1983年9月1日未明、サハリン上空で、操縦席にいた人々は自分たちがどこにいるのかを知らなかった。

この一文がこの事件のすべてだ。彼らはスパイではなかった。囮でもなかった。彼らはただ、自動操縦装置の静かな一つの故障に運ばれて敵国の空へと流れ込んだ269人の人々だった。そして彼らを撃墜したソ連の操縦士もまた、自分が何を撃っているのか正確には知らなかった。誤解が誤解に出会い、冷戦がその誤解に引き金を握らせた。

真実は最初から海の底にあった。正確には、その海から引き上げられ、ソ連の金庫の中にあった。ソ連がその箱を十年間隠した瞬間から、この事件は単なる悲劇では終わらなかった。その隠蔽が、答えを待つべき場所にあらゆる想像を呼び込んだ。生きている乗客、偵察任務、標的にされた議員——これらすべての物語は、一つの本物の隠蔽が残した空白に人々が注ぎ込んだものだった。

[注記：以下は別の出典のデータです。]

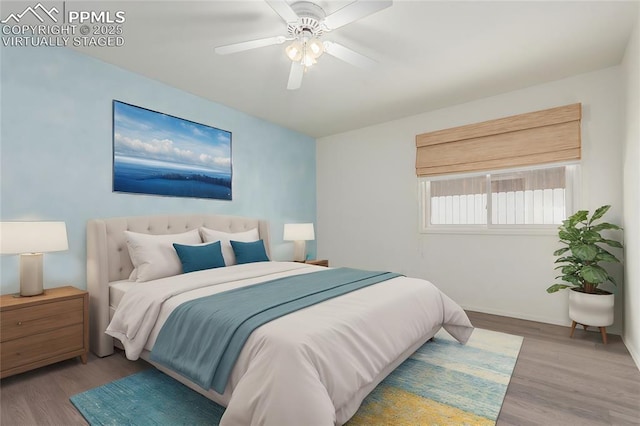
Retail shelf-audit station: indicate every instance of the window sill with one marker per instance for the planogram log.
(551, 230)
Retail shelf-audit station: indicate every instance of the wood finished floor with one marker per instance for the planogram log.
(556, 381)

同じ時代に韓国を揺るがした別の物語、西海フェリー号船長生存説が「悲しみがいかに存在しない犯人を作り出すか」を問うたなら、007便の物語は少し違う問いを残す。本物の嘘が一つでも確認されると、そのあとのあらゆる真実はどうして疑いを免れうるのか。

海は答えを持っていた。そして答えは、十年遅れて届いた。

269人の犠牲者を悼んで。陰謀ではなく、事実として。